Here is a brief writeup of doing this just in iptables:
http://www.debian-administration.org/articles/268
Security through obscurity.
But obscurity is fine as long as you have actual security behind it and I’m sure it would reduce the failed hits in my ssh logs.
– Jesse McNelis
The reason I started using it a while ago was for precisely that, reducing the size of the log files relating to the services I was running. Smaller log files are easier to read and spot trouble.
Problems can occour, however, when you have a large number of people trying to make use of the services hidden behind port knocking. Larger sequences are more secure, but longer sequences are also harder to remember, which means that shorter sequences tend to be prefered.
I think it’s great for personal use or use by a small number of people, but not much more than that.
First this idea of port knocking was seen i trojans/rootkits i wonder why it took so long to implement it for the good reasons?
This isn’t really any more secure than just disabling password logins and only use keys with ssh.
It might cut down on the failure hits in the logs but so does simply just running sshd on a different port.
I completely agree. I used to get all sorts of login attempts when I had SSH running on the standard port. So I moved it to a non-standard port (one well above 1024) and absolutely nobody tries to log in now.
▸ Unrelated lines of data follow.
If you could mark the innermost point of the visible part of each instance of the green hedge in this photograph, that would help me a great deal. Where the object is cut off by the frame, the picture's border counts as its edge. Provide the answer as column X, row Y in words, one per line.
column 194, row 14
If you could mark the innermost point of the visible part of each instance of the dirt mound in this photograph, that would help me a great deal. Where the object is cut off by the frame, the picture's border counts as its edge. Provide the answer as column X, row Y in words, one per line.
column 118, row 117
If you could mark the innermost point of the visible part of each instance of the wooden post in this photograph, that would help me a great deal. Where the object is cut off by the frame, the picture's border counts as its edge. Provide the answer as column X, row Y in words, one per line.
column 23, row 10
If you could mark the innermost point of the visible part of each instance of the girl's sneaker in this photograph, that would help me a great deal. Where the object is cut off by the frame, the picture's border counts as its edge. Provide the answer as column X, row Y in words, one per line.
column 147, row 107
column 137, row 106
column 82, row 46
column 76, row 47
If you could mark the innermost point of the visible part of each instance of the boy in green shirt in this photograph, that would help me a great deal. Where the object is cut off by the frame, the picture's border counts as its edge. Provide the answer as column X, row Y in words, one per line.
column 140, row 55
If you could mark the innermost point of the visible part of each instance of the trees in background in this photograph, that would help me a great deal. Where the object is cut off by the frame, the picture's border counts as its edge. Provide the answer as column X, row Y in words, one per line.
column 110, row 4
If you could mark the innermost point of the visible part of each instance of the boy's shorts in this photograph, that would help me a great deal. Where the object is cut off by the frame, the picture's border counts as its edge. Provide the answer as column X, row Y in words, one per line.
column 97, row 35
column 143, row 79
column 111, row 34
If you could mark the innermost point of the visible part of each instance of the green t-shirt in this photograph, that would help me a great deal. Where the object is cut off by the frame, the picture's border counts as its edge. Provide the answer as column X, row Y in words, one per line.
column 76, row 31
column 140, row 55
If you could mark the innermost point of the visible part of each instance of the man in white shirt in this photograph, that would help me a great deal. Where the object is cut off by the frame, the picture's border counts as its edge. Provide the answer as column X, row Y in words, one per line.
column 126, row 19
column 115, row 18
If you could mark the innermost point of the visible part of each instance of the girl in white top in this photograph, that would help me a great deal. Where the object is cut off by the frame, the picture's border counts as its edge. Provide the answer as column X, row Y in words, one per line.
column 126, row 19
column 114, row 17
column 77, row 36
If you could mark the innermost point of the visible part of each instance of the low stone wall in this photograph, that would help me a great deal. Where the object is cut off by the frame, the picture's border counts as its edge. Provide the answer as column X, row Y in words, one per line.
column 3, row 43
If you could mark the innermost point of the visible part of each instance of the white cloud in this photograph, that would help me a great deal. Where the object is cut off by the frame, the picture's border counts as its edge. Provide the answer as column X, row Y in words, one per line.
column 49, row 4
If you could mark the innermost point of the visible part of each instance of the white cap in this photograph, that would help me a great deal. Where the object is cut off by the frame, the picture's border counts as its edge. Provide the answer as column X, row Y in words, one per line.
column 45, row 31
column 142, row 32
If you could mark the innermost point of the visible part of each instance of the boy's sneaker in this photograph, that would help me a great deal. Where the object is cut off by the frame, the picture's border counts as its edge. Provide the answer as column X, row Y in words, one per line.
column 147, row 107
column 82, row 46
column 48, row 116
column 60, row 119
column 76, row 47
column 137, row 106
The ports scanners usually don’t find it because they usually only try common ports.
Port knocking is a cool idea though, and it’s just one more layer that can deter a non-motivated wannabe intruder.
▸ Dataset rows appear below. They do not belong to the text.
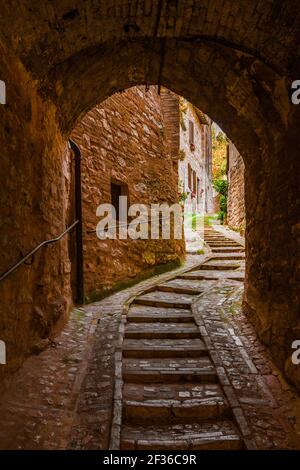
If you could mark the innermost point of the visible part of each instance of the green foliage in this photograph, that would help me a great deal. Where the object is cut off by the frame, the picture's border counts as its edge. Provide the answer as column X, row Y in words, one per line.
column 221, row 186
column 219, row 154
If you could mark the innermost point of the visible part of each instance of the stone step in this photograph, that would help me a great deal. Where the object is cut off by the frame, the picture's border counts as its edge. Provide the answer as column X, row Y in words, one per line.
column 219, row 266
column 229, row 257
column 143, row 313
column 169, row 370
column 215, row 435
column 165, row 403
column 165, row 299
column 179, row 289
column 163, row 348
column 161, row 330
column 213, row 275
column 228, row 249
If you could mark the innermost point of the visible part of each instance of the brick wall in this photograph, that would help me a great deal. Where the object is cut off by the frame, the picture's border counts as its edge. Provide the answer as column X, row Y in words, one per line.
column 124, row 140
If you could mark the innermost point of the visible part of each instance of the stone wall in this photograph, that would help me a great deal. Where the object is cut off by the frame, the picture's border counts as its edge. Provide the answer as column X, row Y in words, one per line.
column 123, row 140
column 34, row 193
column 236, row 191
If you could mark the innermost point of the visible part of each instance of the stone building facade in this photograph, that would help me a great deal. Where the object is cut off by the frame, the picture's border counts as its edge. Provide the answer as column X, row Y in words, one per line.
column 194, row 165
column 124, row 152
column 236, row 190
column 189, row 136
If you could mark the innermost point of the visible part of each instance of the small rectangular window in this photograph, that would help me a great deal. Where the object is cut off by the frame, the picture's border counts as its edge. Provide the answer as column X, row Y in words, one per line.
column 191, row 132
column 116, row 190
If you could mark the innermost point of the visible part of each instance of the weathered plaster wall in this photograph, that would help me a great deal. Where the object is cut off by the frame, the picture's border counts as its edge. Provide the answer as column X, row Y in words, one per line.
column 236, row 189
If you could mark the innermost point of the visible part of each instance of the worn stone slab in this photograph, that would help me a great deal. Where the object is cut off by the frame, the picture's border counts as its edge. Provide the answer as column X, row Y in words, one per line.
column 161, row 330
column 220, row 435
column 163, row 348
column 165, row 299
column 169, row 370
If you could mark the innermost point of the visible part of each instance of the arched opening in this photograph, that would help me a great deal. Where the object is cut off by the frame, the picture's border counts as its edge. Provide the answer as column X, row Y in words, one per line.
column 238, row 78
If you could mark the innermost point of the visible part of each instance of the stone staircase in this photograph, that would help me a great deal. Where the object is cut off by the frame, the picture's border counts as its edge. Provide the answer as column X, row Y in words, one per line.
column 172, row 396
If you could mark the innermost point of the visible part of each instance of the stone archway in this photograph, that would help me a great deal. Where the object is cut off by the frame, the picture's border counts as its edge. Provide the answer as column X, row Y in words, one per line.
column 234, row 62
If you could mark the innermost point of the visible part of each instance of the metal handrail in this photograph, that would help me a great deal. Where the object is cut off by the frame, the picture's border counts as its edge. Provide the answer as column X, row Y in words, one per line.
column 37, row 248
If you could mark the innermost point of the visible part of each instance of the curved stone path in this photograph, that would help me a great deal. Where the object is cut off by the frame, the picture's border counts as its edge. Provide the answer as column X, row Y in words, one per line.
column 174, row 394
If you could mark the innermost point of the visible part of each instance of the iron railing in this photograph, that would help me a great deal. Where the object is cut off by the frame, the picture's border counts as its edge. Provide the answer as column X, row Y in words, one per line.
column 37, row 248
column 78, row 224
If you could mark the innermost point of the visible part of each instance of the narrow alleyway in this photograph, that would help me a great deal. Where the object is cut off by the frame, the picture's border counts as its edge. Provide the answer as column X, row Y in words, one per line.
column 195, row 376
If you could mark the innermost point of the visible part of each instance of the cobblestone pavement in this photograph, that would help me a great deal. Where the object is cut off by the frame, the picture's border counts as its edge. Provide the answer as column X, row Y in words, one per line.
column 63, row 398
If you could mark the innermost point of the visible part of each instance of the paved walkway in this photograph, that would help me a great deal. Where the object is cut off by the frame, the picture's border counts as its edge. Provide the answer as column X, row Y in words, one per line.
column 63, row 398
I used to get all sorts of login attempts when I had SSH running on the standard port. So I moved it to a non-standard port (one well above 1024) and absolutely nobody tries to log in now.
So did I. Of course, you can’t use it as a security measure because you must secure SSH properly as you would normally do, but what it does do is stop pointless log in attempts from automated attacks on port 22 and stop your logs filling up with them.
ah, i get it now. this is a substitute for the sekret decoder ring and sekret handshakes of my youth.
It would be good to have a knock sequence implemented in putty.exe client. Now I have a knock.bat script I run before starting a putty client.